The financial regulator will add support for car financing to its temporary measures designed to help consumers facing financial difficulties due to the coronavirus crisis.

There are growing concerns that some consumers in the UK’s £75bn car loan market will not be able to cover their monthly vehicle repayments, and the Financial Conduct Authority (FCA) said it was aware more help is needed.

“We know there is still more work to be done, and we will be announcing further measures to support consumers in other parts of the credit market in the future, including in the motor finance sector next week,” said Christopher Woolard, the interim FCA chief executive.

The FCA confirmed proposals set out last week for a freeze on loan and credit card payments for up to three months as part of emergency measures for consumers hit by the coronavirus outbreak.

The FCA said it is offering short-term financial support to consumers “through what could be a very difficult time”, which includes a temporary freeze on loan and credit card repayments, as well as a suspension of interest on arranged overdrafts up to £500, extending relief already announced by some banks including Barclays, HSBC and Lloyds.
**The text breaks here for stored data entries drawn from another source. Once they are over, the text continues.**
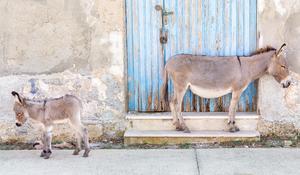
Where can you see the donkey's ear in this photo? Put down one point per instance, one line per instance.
(280, 50)
(18, 98)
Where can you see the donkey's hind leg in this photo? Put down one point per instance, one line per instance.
(179, 92)
(86, 142)
(231, 126)
(78, 143)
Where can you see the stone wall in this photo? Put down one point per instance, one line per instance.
(53, 47)
(278, 22)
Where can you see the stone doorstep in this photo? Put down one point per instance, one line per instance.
(191, 115)
(176, 137)
(195, 121)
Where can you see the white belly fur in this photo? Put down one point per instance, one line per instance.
(209, 93)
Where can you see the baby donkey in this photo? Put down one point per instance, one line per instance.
(50, 111)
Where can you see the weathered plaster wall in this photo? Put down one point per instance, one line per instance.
(52, 47)
(278, 22)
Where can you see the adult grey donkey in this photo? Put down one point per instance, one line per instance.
(212, 77)
(50, 111)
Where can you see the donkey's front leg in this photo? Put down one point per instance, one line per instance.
(174, 115)
(231, 126)
(47, 139)
(43, 153)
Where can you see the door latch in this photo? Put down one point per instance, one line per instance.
(163, 36)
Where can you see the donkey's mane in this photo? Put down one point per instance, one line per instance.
(262, 50)
(42, 100)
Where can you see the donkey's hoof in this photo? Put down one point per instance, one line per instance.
(234, 129)
(43, 153)
(179, 128)
(47, 154)
(86, 153)
(186, 130)
(76, 152)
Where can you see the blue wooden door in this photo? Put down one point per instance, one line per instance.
(158, 29)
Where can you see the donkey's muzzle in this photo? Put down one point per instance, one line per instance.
(286, 85)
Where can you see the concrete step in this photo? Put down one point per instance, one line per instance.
(208, 121)
(175, 137)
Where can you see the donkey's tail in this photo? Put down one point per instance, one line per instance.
(164, 88)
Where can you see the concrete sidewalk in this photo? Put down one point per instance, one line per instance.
(155, 162)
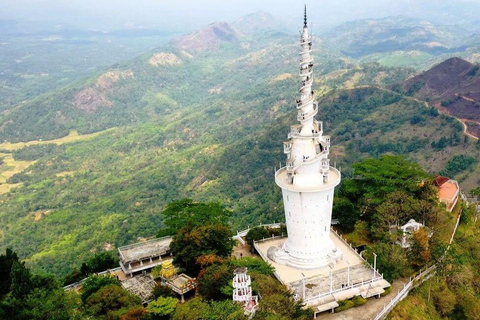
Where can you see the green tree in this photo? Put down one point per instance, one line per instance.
(93, 283)
(162, 308)
(191, 243)
(193, 309)
(110, 302)
(255, 234)
(375, 178)
(444, 300)
(6, 262)
(47, 304)
(344, 210)
(21, 281)
(253, 264)
(213, 279)
(391, 260)
(225, 310)
(187, 213)
(419, 248)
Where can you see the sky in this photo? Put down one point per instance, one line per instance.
(188, 15)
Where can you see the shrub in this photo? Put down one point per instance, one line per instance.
(344, 305)
(359, 301)
(387, 291)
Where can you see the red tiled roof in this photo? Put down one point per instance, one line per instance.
(439, 180)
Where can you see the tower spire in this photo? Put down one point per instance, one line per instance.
(305, 17)
(307, 180)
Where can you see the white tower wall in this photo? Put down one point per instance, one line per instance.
(307, 181)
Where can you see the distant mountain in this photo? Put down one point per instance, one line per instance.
(452, 86)
(208, 38)
(399, 33)
(257, 22)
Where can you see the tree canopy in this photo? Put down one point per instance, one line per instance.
(187, 213)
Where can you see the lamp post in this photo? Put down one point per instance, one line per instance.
(303, 281)
(348, 273)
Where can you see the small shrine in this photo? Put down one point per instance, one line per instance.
(168, 270)
(179, 283)
(242, 291)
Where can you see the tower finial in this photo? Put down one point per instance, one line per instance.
(305, 17)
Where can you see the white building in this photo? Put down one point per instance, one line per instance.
(307, 181)
(407, 230)
(242, 291)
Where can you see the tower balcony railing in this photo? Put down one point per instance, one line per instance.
(306, 71)
(307, 60)
(287, 147)
(294, 131)
(308, 41)
(305, 50)
(302, 116)
(301, 103)
(306, 83)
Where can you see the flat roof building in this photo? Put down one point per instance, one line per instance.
(143, 256)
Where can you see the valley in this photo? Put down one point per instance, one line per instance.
(180, 114)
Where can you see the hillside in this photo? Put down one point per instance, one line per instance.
(201, 124)
(453, 87)
(398, 33)
(208, 38)
(119, 182)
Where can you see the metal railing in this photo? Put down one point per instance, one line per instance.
(78, 283)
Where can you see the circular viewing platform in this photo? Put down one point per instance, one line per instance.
(281, 179)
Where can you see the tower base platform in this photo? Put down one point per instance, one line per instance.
(322, 287)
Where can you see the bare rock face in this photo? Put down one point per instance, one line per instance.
(90, 98)
(209, 38)
(164, 59)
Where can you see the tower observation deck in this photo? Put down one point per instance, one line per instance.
(307, 180)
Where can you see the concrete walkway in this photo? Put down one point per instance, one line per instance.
(369, 310)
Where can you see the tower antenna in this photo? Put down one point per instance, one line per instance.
(305, 17)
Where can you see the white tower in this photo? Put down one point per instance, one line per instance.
(307, 180)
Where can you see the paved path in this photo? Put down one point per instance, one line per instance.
(369, 310)
(241, 249)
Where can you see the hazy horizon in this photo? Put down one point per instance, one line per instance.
(187, 15)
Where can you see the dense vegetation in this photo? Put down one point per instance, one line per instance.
(207, 135)
(102, 297)
(119, 183)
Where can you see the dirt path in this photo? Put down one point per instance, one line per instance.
(465, 127)
(241, 251)
(11, 166)
(441, 110)
(369, 310)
The credit ratings of consumers taking advantage of any of the emergency measures will not be affected.

The support will come into effect on 14 April, although it will be available immediately at major banks and building societies.

Such measures would usually have required a lengthy consultation process, but the FCA has brought them into effect in just a week.

The UK’s car loan market includes 6.5m vehicles financed through leasing deals.

The Finance and Leasing Association (FLA), which represents the credit arms of the car manufacturers and the banks, says its members provide financing for around 90% of the 2.3m new cars typically sold each year in Britain.

Car manufacturers including Volkswagen and Ford have already announced some emergency measures to help customers.

The most common car purchase method is a personal contract plan, known as a PCP, where a buyer pays a deposit and then rents the vehicle for two to three years at a monthly cost, typically around £250.